Abstract

This paper introduces W≡W (World Models in Words), an evaluation framework for auditing language-expressed physical commitments of Vision-Language Models (VLMs). Rather than scoring only I,q → a (input, question to answer), the framework asks models to produce a typed trace: I,q → (s₀, Δs, s₁, a) representing initial state, state transition, resulting state, and answer. A hybrid verifier checks schema validity, state grounding, transition consistency, and answer-trace compatibility. The key finding: 35% of correct answers from mid-tier models are backed by physically invalid traces, revealing failures that answer-only evaluation misses.

Key Contributions

- Typed trace evaluation: Instead of scoring only final answers, requires VLMs to produce explicit physical state transitions

  • Hybrid verifier: Checks schema validity, state grounding, transition consistency, and answer-trace compatibility
  • TraceBank dataset: Controlled trace resource with schema-validated synthetic scenarios across multiple physics families, contrastive preference pairs, and model outputs
  • Recovery via reranking: Verifier-guided reranking recovers up to 7 percentage points of trace validity without sacrificing answer accuracy

    Method Details

    The framework requires VLMs to produce a typed trace with four components:

  • 1. s₀: Initial physical state 2. Δs: State transition (the physical change) 3. s₁: Resulting physical state 4. a: Final answer

    A hybrid verifier then checks:

  • Schema validity (trace is well-formed)
  • State grounding (states match the visual input)
  • Transition consistency (Δs is physically plausible)
  • Answer-trace compatibility (answer follows from the trace)

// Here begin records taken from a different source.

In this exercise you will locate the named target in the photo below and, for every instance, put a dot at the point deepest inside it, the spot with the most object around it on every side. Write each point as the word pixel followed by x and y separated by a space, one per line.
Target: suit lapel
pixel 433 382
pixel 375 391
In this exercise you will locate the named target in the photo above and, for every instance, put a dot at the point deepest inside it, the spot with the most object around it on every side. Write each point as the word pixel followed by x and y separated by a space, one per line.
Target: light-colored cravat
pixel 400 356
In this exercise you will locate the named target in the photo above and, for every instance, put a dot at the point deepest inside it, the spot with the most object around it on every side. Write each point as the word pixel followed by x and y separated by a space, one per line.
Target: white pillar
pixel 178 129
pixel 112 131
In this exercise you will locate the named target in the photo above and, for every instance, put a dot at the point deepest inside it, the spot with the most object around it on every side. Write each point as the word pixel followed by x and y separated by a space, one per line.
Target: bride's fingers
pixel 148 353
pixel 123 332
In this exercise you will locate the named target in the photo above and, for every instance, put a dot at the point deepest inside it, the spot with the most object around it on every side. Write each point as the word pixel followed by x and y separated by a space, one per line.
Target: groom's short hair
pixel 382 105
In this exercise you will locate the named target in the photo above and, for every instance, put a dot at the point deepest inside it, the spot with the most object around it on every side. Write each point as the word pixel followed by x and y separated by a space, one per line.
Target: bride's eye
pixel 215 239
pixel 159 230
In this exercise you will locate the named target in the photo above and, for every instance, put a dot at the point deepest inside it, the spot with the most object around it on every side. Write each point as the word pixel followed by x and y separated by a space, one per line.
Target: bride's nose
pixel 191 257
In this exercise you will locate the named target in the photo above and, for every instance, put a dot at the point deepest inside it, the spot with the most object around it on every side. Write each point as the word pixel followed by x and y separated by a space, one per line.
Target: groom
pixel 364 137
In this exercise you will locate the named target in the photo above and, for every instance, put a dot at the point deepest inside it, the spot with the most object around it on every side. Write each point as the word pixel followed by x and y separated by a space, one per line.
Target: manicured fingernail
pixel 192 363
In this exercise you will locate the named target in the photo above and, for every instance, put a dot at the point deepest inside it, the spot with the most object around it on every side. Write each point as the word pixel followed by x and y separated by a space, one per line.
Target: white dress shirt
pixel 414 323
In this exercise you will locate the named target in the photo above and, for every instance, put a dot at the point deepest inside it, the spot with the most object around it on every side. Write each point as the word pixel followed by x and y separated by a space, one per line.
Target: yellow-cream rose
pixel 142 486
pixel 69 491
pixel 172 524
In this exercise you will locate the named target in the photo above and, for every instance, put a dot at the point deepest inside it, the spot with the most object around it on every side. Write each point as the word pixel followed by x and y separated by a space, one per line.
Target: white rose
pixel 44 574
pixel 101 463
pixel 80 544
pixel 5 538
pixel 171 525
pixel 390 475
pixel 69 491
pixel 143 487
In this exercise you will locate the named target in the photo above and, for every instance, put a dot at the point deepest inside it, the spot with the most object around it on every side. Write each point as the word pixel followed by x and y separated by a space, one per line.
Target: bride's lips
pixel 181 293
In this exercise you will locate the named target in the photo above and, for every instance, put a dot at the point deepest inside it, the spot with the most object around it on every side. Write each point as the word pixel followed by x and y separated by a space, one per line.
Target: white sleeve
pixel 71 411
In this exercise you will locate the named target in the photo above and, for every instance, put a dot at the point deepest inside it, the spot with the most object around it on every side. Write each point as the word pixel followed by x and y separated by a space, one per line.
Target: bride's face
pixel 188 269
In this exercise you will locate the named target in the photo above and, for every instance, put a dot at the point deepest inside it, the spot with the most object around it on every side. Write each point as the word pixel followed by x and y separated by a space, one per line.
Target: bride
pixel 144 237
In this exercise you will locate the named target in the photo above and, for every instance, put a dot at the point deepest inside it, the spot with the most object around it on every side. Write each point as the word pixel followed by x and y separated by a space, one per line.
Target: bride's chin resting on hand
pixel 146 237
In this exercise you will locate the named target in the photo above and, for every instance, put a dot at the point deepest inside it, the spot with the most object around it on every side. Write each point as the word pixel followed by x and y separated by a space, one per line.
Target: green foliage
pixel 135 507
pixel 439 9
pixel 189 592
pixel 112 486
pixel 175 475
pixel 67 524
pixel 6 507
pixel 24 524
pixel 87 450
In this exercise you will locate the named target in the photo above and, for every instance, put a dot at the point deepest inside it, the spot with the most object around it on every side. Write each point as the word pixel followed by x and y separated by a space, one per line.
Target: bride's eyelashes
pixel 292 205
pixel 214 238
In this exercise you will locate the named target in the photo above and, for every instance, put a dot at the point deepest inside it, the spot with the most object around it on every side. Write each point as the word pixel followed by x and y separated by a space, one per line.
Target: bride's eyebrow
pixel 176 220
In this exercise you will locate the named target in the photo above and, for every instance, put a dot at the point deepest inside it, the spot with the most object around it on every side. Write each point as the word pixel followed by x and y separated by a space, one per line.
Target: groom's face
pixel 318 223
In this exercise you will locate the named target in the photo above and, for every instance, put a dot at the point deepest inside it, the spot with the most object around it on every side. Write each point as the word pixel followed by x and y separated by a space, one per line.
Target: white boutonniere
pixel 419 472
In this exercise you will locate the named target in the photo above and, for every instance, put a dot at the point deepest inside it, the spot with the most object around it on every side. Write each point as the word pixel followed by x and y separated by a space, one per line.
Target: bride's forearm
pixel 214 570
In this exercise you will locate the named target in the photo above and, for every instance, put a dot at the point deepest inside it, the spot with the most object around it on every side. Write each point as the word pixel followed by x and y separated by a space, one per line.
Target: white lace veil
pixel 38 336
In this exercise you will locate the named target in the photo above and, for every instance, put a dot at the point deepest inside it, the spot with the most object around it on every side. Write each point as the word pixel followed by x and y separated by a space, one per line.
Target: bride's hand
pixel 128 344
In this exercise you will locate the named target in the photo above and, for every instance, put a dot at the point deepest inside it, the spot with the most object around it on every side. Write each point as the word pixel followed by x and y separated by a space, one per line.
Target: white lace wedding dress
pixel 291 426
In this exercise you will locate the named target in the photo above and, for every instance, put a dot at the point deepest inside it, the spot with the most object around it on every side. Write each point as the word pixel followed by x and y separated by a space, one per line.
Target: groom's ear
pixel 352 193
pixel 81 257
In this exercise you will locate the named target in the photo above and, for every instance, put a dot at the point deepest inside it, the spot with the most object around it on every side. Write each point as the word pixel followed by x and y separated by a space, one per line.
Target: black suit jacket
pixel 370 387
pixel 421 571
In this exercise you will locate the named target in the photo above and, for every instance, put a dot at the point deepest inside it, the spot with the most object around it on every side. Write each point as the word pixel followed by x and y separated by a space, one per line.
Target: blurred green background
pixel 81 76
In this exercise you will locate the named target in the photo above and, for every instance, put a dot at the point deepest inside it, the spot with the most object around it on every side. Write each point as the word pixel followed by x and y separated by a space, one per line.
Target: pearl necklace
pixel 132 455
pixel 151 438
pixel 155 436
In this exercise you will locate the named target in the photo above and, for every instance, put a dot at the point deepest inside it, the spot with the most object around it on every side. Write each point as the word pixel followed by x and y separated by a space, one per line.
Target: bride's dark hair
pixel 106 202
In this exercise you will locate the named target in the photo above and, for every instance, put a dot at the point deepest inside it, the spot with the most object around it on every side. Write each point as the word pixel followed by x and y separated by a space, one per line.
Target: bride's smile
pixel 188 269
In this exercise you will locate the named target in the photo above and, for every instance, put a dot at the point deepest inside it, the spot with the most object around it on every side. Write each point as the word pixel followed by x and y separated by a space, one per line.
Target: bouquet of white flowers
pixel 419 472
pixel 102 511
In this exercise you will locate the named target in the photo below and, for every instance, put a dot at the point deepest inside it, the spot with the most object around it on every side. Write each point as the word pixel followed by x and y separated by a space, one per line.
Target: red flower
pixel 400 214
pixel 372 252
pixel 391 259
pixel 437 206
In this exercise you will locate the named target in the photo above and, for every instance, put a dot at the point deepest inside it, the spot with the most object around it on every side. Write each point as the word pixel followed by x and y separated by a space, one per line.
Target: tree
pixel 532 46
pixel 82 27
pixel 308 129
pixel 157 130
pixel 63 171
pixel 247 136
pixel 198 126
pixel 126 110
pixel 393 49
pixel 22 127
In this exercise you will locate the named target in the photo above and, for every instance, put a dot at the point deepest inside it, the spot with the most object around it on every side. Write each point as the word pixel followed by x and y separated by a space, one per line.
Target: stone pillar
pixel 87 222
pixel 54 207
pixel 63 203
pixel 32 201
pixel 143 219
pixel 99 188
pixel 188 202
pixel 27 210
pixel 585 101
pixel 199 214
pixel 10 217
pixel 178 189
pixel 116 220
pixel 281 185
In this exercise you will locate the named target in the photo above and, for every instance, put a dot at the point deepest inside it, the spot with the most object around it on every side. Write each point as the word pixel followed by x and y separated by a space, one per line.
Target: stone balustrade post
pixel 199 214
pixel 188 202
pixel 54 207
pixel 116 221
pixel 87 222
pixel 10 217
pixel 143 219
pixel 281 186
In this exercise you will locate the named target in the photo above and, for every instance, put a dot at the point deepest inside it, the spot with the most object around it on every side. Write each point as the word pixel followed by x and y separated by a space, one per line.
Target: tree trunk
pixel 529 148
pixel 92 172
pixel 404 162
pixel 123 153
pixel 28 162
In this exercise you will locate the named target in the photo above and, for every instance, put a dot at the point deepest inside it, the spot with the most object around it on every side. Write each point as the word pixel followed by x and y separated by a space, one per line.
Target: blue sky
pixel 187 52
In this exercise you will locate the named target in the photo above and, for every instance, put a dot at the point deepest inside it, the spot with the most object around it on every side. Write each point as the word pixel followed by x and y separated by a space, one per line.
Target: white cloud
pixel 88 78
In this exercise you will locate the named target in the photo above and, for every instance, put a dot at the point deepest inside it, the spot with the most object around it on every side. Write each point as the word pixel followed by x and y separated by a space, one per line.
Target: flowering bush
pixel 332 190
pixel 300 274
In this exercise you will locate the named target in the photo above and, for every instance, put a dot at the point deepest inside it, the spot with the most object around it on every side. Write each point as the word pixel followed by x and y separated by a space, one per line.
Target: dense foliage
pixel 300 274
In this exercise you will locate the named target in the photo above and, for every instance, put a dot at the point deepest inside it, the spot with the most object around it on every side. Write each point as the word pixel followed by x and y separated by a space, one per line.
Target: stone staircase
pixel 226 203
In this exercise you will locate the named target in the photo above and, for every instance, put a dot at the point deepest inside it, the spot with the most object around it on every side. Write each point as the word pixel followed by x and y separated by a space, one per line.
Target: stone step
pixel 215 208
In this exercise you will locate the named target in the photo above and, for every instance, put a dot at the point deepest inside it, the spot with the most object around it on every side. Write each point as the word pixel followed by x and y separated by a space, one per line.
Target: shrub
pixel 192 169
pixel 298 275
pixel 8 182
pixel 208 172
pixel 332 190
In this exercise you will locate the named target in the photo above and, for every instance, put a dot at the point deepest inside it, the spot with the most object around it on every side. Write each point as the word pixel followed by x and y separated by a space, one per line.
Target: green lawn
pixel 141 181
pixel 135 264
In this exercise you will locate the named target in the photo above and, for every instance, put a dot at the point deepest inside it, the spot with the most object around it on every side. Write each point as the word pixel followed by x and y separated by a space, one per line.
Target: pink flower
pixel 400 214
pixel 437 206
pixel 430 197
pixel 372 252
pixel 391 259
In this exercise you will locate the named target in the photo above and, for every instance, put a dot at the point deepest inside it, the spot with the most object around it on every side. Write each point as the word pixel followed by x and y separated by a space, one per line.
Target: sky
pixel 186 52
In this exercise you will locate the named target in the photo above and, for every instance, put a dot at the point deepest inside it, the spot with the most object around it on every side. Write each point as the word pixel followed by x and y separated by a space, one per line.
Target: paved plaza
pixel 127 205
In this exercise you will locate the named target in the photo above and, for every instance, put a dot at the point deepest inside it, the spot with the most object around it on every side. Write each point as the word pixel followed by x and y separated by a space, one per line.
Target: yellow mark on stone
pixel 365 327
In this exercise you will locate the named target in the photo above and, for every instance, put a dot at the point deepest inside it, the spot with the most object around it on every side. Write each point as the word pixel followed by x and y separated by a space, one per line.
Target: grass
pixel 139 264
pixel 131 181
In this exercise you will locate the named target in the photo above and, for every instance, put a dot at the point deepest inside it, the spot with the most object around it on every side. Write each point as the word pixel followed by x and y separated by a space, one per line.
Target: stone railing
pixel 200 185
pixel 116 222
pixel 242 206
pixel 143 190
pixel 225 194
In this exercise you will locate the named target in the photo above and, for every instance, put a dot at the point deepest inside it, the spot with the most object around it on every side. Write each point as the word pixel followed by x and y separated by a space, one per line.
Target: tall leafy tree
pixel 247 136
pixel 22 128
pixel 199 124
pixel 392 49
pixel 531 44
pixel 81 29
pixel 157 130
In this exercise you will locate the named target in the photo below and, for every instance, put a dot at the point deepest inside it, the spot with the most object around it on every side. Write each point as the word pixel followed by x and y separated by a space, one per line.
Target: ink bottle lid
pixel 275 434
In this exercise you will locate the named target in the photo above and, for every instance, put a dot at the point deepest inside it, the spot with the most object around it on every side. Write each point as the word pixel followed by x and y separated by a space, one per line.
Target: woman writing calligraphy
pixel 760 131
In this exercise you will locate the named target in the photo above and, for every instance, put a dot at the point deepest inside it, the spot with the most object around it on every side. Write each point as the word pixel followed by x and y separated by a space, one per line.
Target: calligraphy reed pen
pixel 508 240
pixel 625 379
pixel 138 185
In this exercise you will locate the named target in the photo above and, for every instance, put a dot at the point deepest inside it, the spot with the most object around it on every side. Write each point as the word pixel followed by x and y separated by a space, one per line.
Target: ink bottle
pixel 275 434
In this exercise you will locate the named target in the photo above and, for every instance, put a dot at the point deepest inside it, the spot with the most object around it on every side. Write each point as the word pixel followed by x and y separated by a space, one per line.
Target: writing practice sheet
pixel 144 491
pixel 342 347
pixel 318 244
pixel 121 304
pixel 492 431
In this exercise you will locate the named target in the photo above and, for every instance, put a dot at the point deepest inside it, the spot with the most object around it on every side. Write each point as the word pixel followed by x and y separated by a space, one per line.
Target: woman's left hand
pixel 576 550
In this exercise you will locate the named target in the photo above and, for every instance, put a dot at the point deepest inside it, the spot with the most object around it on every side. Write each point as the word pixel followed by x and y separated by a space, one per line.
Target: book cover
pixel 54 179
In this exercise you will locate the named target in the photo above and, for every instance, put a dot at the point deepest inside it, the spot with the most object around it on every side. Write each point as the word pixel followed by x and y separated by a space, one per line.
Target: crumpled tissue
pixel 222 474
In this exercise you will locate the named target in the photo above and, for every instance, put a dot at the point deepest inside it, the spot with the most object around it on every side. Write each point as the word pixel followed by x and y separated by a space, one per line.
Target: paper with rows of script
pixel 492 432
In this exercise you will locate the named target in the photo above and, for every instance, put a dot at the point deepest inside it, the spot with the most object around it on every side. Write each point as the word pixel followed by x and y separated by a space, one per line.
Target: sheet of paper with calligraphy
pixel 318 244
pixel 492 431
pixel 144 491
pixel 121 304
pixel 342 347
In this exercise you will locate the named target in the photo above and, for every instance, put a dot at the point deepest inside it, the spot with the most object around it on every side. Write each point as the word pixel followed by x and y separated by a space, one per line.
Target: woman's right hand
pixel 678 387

    The verifier produces typed error labels: object, relation, force, transition, temporal, unit/scale, and faithfulness errors.

    Key Results

    - 35% of correct answers from mid-tier models are backed by physically invalid traces

  • 7 percentage points of trace validity can be recovered via verifier-guided reranking without sacrificing answer accuracy
  • 41% relative reduction in hidden inconsistency via trace-level preference tuning
  • Evaluated multiple VLMs on controlled and external physical-reasoning examples

    Limitations and Future Work

    - The framework depends on verifier quality and may have its own biases

  • TraceBank uses synthetic scenarios which may not fully capture real-world complexity
  • Future work could extend to more complex physical phenomena and multi-step reasoning chains

    Relevance to Patrick's Research

    This work provides a critical evaluation framework for VLMs that claim world model capabilities. The key insight that correct answers often mask incorrect physical reasoning is directly relevant to assessing whether VLMs truly build world models or just pattern-match to right answers. The framework offers a more rigorous way to audit physical understanding beyond benchmark accuracy scores.